3 O CAMPO GLOTOPOLÍTICO DO ESPANHOL

3.2 OS CIRCUITOS DE LEGITIMAÇÃO E A PRODUÇÃO DE AUTORIDADE

Todo campo é um campo de produção. Logo, para compreender as relações de força que conformam e transformam o campo glotopolítico do espanhol é preciso considerar todo o trabalho (simbólico e material) destinado a gerar condições favoráveis para o desenvolvimento de modos de produção específicos. O valor dos objetos resultantes dessa produção – noutras palavras, a importância (no sentido de relevância social e econômica) a eles atribuída num determinado mercado linguístico – não é resultado dos ajustes de um sistema autorregulado nem o reflexo da coincidência miraculosa e aleatória de preferências individuais. Ela deriva desse trabalho interventivo e interativo, cuja eficácia, por sua vez, dá-se em função da posse de propriedades pertinentes e eficientes no campo glotopolítico e nos diversos mercados linguísticos que nele se constituem.

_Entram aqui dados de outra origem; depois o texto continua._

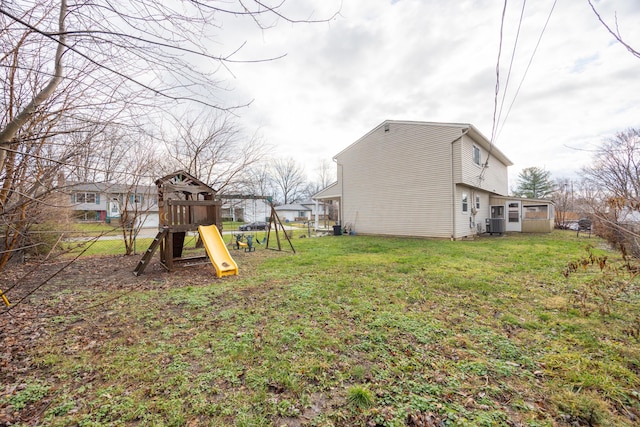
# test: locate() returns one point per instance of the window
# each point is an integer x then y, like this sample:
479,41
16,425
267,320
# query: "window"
514,212
536,212
476,155
87,198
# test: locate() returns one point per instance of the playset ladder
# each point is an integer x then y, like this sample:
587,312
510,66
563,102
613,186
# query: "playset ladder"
149,254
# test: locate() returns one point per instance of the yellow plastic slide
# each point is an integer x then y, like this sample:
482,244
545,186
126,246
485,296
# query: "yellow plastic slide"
217,251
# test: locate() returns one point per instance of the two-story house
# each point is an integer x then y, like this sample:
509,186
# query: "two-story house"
426,179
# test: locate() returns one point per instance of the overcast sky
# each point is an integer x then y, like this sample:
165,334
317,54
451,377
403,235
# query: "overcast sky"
435,60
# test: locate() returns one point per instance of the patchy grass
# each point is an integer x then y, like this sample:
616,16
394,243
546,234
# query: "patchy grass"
349,331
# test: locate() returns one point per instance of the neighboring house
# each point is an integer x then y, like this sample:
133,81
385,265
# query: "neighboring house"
105,202
293,212
306,210
427,179
246,209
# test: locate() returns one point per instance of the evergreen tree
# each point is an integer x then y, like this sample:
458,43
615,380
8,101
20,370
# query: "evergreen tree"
534,183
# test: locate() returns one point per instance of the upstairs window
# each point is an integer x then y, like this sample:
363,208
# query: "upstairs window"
476,155
87,198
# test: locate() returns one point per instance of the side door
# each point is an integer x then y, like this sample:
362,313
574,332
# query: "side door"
514,215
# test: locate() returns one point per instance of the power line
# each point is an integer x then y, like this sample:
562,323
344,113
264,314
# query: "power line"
528,66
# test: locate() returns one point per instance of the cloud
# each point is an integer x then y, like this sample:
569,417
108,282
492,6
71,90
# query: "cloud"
436,61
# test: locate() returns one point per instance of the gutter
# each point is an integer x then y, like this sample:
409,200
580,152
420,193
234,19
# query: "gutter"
453,187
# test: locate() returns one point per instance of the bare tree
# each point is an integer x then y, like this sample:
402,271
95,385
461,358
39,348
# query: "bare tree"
616,34
214,149
66,70
615,173
563,202
289,179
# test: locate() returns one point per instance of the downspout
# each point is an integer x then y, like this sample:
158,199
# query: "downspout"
315,223
341,201
453,187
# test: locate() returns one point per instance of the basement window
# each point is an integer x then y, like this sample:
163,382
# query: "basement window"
476,155
535,212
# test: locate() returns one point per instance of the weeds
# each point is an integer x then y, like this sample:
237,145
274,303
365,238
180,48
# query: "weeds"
350,330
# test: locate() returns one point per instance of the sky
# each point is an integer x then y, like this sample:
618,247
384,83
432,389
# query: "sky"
566,87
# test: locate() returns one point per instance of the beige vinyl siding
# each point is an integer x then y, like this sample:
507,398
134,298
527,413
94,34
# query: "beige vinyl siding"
399,182
494,178
466,223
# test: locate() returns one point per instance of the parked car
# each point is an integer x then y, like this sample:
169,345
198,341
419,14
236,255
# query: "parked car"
257,225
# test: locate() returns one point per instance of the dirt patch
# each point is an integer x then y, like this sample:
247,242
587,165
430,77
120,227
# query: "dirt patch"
42,292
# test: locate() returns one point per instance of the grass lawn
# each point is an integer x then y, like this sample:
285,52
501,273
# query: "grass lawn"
348,331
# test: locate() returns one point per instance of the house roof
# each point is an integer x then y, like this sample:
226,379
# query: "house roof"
292,207
465,128
106,187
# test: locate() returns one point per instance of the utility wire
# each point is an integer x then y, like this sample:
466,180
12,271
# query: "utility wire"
544,28
513,55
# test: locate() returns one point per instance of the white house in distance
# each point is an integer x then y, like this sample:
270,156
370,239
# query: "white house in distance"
306,210
425,179
104,202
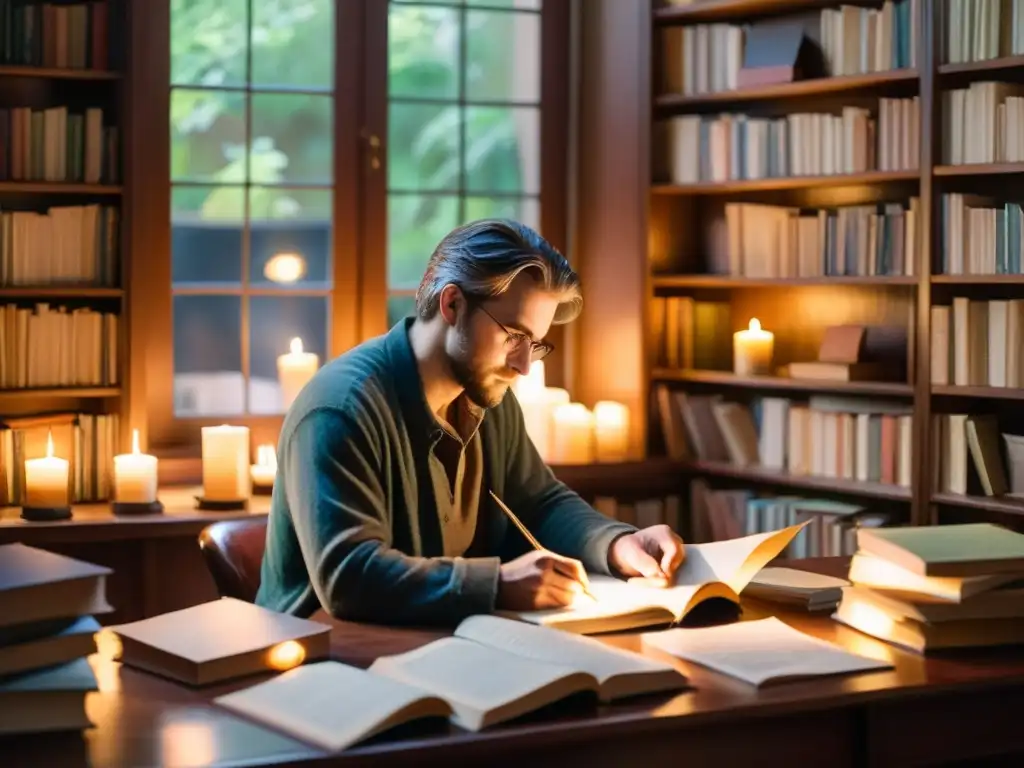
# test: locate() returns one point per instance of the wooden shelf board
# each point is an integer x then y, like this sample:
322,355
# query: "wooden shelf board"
999,393
815,87
809,482
726,379
730,281
787,182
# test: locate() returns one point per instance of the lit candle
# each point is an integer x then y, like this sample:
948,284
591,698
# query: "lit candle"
265,468
225,463
135,475
46,479
294,370
611,431
571,434
752,350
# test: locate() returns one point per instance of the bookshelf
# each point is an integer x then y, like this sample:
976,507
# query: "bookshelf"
64,271
918,152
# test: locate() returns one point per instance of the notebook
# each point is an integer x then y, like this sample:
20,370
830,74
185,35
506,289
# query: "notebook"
215,641
759,652
719,569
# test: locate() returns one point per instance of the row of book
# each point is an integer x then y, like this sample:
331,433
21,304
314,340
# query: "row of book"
734,146
87,441
768,241
982,30
848,438
58,35
48,346
67,245
978,343
54,144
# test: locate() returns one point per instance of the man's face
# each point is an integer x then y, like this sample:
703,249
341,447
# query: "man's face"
483,358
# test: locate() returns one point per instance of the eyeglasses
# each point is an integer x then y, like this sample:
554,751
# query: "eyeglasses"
538,349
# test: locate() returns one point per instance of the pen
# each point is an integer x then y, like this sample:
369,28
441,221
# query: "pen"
529,537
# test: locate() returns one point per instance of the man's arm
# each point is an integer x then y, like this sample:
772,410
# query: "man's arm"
558,517
336,492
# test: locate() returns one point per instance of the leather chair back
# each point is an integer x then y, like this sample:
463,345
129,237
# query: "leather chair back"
233,553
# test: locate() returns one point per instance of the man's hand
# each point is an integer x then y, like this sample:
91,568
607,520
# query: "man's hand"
652,553
540,580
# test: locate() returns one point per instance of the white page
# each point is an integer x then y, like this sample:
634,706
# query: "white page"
759,651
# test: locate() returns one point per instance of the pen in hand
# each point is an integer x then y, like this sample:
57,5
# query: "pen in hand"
529,538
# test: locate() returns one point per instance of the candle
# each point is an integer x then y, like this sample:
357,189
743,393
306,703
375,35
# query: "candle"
265,468
225,463
571,434
294,370
752,350
135,475
611,431
46,479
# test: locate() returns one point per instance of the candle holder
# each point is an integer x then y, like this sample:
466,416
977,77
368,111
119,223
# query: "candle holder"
137,508
220,505
45,514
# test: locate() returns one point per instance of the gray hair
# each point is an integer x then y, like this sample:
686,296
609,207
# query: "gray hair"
483,257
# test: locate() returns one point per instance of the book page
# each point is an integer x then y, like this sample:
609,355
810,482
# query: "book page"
760,651
332,705
482,684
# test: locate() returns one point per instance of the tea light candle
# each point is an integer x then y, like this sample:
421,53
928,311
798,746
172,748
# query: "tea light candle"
225,463
135,475
265,468
752,350
46,479
611,431
295,370
571,434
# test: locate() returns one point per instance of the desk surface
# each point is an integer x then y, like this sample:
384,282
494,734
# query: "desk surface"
958,707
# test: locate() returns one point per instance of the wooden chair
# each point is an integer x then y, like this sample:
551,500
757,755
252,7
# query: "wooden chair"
233,553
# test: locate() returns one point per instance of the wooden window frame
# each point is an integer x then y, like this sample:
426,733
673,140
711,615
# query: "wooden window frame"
358,296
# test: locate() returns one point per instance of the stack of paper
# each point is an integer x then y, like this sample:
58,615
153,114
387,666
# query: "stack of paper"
938,587
47,629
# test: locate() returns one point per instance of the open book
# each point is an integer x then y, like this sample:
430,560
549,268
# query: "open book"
719,569
492,671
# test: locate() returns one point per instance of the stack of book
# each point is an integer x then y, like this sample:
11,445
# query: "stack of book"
937,587
47,630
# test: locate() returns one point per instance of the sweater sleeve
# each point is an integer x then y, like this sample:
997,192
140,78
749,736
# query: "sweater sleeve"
558,517
337,494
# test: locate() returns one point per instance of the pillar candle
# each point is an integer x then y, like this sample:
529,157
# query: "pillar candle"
135,475
611,431
225,463
752,350
294,370
46,479
571,434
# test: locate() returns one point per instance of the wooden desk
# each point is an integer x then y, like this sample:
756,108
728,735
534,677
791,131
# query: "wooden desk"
925,712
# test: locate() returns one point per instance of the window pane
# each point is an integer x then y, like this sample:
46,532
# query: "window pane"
503,52
523,210
208,355
503,150
273,323
292,138
423,52
290,238
416,225
293,43
208,135
208,42
206,235
425,141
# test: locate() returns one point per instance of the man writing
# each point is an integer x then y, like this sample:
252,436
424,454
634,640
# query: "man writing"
381,509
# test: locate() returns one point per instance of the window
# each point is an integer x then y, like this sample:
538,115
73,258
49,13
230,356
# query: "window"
464,126
251,152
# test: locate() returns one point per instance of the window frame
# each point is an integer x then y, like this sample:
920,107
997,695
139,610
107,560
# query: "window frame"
359,237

Os produtos normativos (dicionários, ortografias, gramáticas, livros didáticos, guias de correção, livros de estilo, etc.) adquirem seu valor (e seu sentido), portanto, em suas relações com os mercados linguísticos onde são geradas as “leis” de formação de preços. Essa dependência faz com que a produção glotopolítica em seu conjunto seja irredutível ao trabalho de fabricação propriamente dito (tempo de produção, custo dos materiais, processos de impressão e encadernação, etc.). Ela não se completa verdadeiramente sem o trabalho coletivo de produção do valor dos agentes produtores e dos modos de produzir.

O reconhecimento da autoridade delegado a um produto normativo (como um dicionário) ou instituição glotopolítica (como a RAE) não advém da soma das propriedades (incorporadas, objetivadas ou institucionalizadas) detidas individualmente por cada um dos autores ou membro(s) respectivamente. Por se tratar de uma autoridade delegada, a eficácia do conjunto de poderes de espécies diferentes (social, cultural, político, econômico, etc.) necessários para produzir o reconhecimento de uma dada forma de produção, isto é, produzir a crença no valor

dos produtos e dos produtores, reside na relação com os mercados linguísticos90 e, portanto, na relação com a clientela dotada de disposições e aptidões para avaliar e apreciar os objetos e os discursos normativos a eles associados.

Isso significa, de certo modo, que a garantia institucional de qualidade dos bens glotopolíticos – ao mesmo tempo objetos econômicos e simbólicos – não está realmente assegurada sem um sistema de legitimação que produza e consagre, não apenas o valor econômico dos bens produzidos, mas também o valor simbólico das instâncias de autoridades que os produzem. Não é possível, a rigor, calcular a cotação de uma obra normativa91, ou seja, definir sua apreciação ou depreciação numa determinada região do campo glotopolítico sem descrever as relações existentes entre ela e os aparelhos encarregados de salvaguardar o capital de autoridade normativa a partir do qual se constrói o valor (material e simbólico) de toda produção.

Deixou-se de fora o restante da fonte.